TD2: Gaussian Populations

Exercise 1

A bread manufacturing factory wants to establish control procedures with the primary goal of reducing overproduction issues, which result in losses for the factory. Here, we focus on the weights of baguettes produced by the factory, with a target weight of \(250\) grams. For a sample of \(n = 30\) baguettes, the empirical mean is \(\bar{X}_n = 256.3\) and the empirical variance is \(S^2_n = 82.1\). A priori, the factory reaches the target weight of \(250\) grams. We aim to test at the level of significance \(\alpha = 0.01\) whether there is an overproduction issue.

Is this a one-sided (unilatéral) or two-sided (bilatéral) testing problem?
Formulate the hypothesis testing problem (Define the parameters of the model, the corresponding distributions, what is known or unknown, and write \(H_0\) and \(H_1\)). Write the corresponding sets of parameters \(\Theta_0, \Theta_1\).
What is the test statistic to use, and what is its distribution under \(H_0\)?
Determine the rejection region.
Does the factory have an overproduction issue?

Exercise 2

We want to test the precision of a method for measuring blood alcohol concentration on a blood sample. Precision is defined as twice the standard deviation of the method (assumed to follow a Gaussian distribution). The reference sample is divided into \(6\) test tubes, which are subjected to laboratory analysis. The following blood alcohol concentrations were obtained in g/L: \[ 1.35, \; 1.26, \; 1.48, \; 1.32, \; 1.50, \; 1.44. \]

We aim to test the hypothesis that the precision is less than or equal to \(0.1 \, \text{g/L}\).

Formulate the hypothesis testing problem (Define the parameters of the model, the corresponding distributions, what is known or unknown, and write \(H_0\) and \(H_1\)). Write the corresponding sets of parameters \(\Theta_0, \Theta_1\).
Write the test statistic and give its distribution under \(H_0\).
Perform the test at a significance level of \(\alpha = 0.05\).
Show that the p-value of this test lies between \(0.001\) and \(0.01\).

Exercise 3

A candidate for the European elections wants to know if their popularity differs between men and women. A survey was conducted with \(250\) men, of whom \(42\%\) expressed support for the candidate, and \(250\) women, of whom \(51\%\) expressed support.

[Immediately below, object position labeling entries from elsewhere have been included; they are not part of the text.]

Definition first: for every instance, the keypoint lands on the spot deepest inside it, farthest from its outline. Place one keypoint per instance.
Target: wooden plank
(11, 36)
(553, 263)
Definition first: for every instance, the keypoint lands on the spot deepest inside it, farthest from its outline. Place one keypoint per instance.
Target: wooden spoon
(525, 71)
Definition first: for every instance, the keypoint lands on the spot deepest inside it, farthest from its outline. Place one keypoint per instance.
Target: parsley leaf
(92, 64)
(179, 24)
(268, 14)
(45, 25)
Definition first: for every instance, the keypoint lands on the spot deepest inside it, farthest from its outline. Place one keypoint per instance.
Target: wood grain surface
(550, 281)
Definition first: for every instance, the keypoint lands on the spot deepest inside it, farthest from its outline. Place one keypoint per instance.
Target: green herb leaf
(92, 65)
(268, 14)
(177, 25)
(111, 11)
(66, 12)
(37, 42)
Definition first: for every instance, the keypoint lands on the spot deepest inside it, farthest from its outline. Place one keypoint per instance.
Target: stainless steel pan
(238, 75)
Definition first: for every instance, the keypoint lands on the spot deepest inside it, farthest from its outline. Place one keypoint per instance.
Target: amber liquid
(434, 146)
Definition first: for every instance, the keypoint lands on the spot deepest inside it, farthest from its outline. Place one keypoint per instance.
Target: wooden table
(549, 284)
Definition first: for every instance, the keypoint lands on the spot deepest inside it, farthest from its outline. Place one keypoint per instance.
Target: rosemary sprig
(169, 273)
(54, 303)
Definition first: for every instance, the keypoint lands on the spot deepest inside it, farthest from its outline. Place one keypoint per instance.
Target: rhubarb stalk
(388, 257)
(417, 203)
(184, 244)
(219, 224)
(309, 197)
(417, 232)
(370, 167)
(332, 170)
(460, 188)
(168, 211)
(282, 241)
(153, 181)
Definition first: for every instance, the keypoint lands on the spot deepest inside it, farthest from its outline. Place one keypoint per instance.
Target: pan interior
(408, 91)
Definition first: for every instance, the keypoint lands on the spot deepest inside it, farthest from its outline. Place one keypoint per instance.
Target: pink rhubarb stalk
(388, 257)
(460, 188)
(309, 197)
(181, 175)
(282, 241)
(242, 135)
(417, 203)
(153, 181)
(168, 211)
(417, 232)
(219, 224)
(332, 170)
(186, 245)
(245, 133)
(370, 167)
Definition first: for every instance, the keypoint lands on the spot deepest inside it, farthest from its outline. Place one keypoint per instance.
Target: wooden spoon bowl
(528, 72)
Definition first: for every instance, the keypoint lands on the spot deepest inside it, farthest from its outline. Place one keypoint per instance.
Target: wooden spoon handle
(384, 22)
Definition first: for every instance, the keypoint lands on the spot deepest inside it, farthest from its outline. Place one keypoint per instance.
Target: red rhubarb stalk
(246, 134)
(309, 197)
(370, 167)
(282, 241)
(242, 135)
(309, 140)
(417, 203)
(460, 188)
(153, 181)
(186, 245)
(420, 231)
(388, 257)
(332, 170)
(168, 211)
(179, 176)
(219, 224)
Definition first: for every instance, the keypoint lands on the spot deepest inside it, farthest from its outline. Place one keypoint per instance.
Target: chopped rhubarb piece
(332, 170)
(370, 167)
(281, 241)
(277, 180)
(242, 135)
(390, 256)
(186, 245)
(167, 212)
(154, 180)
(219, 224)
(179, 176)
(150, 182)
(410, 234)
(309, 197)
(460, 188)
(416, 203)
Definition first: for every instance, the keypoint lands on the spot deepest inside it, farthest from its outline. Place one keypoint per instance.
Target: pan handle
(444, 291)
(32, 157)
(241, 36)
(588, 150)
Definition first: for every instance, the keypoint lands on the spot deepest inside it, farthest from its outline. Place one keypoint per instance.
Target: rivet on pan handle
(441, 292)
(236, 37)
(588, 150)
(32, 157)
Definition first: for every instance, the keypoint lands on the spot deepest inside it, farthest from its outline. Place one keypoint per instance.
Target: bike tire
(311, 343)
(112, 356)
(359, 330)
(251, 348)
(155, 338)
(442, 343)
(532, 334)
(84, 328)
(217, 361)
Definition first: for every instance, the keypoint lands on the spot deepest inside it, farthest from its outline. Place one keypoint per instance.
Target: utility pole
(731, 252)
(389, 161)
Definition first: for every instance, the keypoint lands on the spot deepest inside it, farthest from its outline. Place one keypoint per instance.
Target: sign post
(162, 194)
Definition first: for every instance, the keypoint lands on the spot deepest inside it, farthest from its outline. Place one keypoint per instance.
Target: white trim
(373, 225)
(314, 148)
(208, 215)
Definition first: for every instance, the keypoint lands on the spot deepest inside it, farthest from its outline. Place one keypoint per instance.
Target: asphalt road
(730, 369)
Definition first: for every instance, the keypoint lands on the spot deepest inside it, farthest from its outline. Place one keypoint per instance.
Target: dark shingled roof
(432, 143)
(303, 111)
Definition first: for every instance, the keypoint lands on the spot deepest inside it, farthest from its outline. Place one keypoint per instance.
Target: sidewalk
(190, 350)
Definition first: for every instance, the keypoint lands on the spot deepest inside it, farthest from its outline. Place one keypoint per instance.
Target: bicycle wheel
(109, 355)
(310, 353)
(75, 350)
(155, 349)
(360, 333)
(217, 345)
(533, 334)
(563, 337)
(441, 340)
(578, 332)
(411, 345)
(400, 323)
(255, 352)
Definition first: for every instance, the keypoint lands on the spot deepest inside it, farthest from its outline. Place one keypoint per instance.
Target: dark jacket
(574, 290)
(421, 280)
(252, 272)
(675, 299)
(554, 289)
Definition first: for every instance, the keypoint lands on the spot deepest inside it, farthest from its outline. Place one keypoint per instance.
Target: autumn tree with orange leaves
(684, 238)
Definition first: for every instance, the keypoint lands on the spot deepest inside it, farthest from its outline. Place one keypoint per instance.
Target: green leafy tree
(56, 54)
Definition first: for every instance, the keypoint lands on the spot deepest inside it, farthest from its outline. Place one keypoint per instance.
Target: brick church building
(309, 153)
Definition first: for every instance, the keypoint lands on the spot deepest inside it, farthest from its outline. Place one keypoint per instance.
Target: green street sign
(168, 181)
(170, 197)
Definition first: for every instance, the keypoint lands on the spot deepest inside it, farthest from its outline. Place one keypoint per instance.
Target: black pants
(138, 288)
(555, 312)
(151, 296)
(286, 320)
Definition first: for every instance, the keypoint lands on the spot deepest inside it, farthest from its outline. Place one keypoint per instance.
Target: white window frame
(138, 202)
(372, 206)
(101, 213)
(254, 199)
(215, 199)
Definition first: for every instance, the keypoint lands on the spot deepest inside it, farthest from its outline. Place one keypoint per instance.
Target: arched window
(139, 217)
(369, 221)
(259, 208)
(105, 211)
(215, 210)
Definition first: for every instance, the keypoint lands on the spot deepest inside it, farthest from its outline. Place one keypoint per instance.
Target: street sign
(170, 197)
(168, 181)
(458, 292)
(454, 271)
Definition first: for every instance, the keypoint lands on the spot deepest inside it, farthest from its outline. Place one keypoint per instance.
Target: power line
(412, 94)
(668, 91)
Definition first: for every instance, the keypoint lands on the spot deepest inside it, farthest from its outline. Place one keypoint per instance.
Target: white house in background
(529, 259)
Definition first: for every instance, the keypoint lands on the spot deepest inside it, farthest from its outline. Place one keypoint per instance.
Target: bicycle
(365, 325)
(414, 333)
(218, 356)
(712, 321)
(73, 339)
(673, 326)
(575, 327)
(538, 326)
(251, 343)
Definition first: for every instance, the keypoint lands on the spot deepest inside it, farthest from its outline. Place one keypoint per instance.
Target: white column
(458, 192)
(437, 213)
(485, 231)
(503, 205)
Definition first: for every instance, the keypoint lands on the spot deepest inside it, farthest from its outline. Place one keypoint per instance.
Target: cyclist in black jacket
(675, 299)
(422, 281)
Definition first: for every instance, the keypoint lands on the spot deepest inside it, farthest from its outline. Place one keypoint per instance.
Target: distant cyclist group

Formulate the hypothesis testing problem.
At a significance level of \(\alpha = 0.05\), can we say that these values indicate a statistically significant difference in popularity?
Give an approximation of the p-value in terms of \(F\) ,the CDF of \(\mathcal N(0,1)\) and read it on the graph below.

Exercise 4

We aim to compare the average daily durations (in hours) of home-to-work commutes in two departments, labeled \(A\) and \(B\). We randomly surveyed 26 people in \(A\) and 22 in \(B\). Let \(X_i\) of pepople \(i\) be the random variable representing the commute duration in department \(A\), and \(Y_j\) that in department \(B\) of people \(j\). We assume the samples obtained are i.i.d following a Gaussian distribution: \[ X_i \sim \mathcal{N}(\mu_A, \sigma_A) \quad \text{and} \quad Y_j \sim \mathcal{N}(\mu_B, \sigma_B). \]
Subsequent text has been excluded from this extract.